In this new "tapeless" world, we find all our media and projects on shared storage, and stand alone hard drives. and we have a special need to back up lots of media, AE projects, FCP projects, and elements, as data, in case of drive failure, on to a relatively fast, inexpensive storage device. we sometimes back up to dual layer DVD's, works well, and if taken care of can last decades, but just not fast enough, and we end up having to break projects in half in order to fit them. I have heard of blue ray disc burners, and 50gigs of data ?!? that would be huge for us. do they work on macs ? stand alone ? or do they have to be installed inside the G5 ? is it something that can be swapped around to other G5's ? does it require special software like toast ? any info would be greatly appreciated.
Sure everything you asked is indeed possible but I think Blu-ray is just ok as long term storage. As a disc medium they're exactly as vulnerable to scratches and breakage as DVDs which is to say moderate. If you really want a true long term storage data solution I would strongly recommend LTO tape drives instead.
thanks noah, i think we we have weighed all our options, and ave decided that if we could fit 50 gigs on to a blue ray disc for long term storage, thats the perfect solution for us. we do 30 second tv spots...so projects CAN be big, but usually never exceed 50 gigs. So my question is which blue ray data disc drive works for our G5 workflow ? what brand ? odes it have to be internal ? or is it external ? SATA or firewire ? what software do i need to purchase to use it ?
If your backup needs are modest then blu-ray is an attractive choice. Disks are cheap, as is the drive. LTO is more reliable but drives aren't cheap. And, accessing one file from an entire LTO is not as easy as it is from Blu-ray.
Blu-ray is not quite as delicate as people make it out to be. It has a pretty tough coating. To find out how tough, make a blu-ray disk and then place it in your bag without a cover. Carry it around for a few days with keys, loose change in the same pocket. Then take it out, wash it with soap and running water and run it.
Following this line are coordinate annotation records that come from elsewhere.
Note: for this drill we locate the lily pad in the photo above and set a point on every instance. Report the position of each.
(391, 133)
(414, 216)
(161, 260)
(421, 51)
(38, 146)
You'll be surprised.
Blu-ray will also one day become obsolete but when that happens you will need to migrate your entire blu-ray disk collection to the new medium whatever it is. Maybe it will be solid state, maybe larger disks like 100 Gb or even 1 Tb per disk.
One more thing. dual layer blu-ray disks hoild 50 Gb all right but they write slow. One dual layer takes more time than 2 single layer disks done separately.